The external relations committee members will take calls from students requesting an escort and coordinate the movements of the volunteers from the service’s two operating centers of Mudd Science and Engineering Library and University Library via walkie talkies, Lopez said.
Lopez said students will receive between one and two hours of training over the weekend from University Police to prepare them to deal with threatening situations.
The members of the Ju-jutsu club joining the initiative possess at least an additional year of training, said Alexander Agrons, the club’s treasurer. The group’s philosophy is to only resist an armed attacker if something more than money was at stake, he said.
“If somebody asks them to give you their wallet, you give it to them,” the Weinberg sophomore said. “If somebody draws a gun, and asks you to follow them into a dark alley or a car, you have to be proactive about that situation.”
Agrons added that hopefully, club members could help the student body become more aware of the threat of violence and prepare for it.
“The best thing is to tell them that you can’t be listening to music or your phone and looking at your feet but to be aware of your situation and be prepared for the likelihood of violence,” he said.
Adams said there wasn’t necessarily a broad difference in what the NROTC and most NU students could provide for SafeWalk – the midshipmen have “no formal training in hand-to-hand combat.”
“We’re more trained to be more on top of our duties and obligations,” Adams said. “It’s a lot more attractive than saying ‘Here’s a student who volunteered to help.'”
But Adams said the main advantage of the SafeWalk system is “strength in numbers.”

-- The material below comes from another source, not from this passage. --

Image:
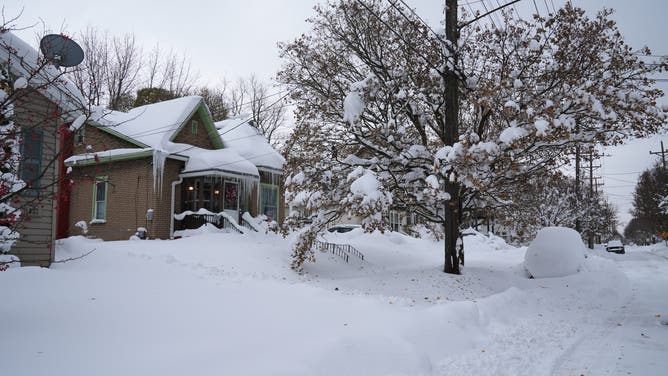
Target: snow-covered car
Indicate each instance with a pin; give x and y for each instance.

“An attacker is less likely to mug you if you can fight them off,” Adams said. “But he’s also less likely to mug you if there’s more than one of you there.”
After the pilot program ends June 4, the main task facing ASG external relations will be to analyze data and student feedback, Lopez said. Then, members can present a case to student affairs to lobby for a permanent program.
Despite volunteers’ efforts, Lopez said she is unsure of the effect that SafeWalk may ultimately have.
“I can’t say that it’s going to reduce the crime rate,” she said. “All we have control over is to give students the options to be safe on our campus.”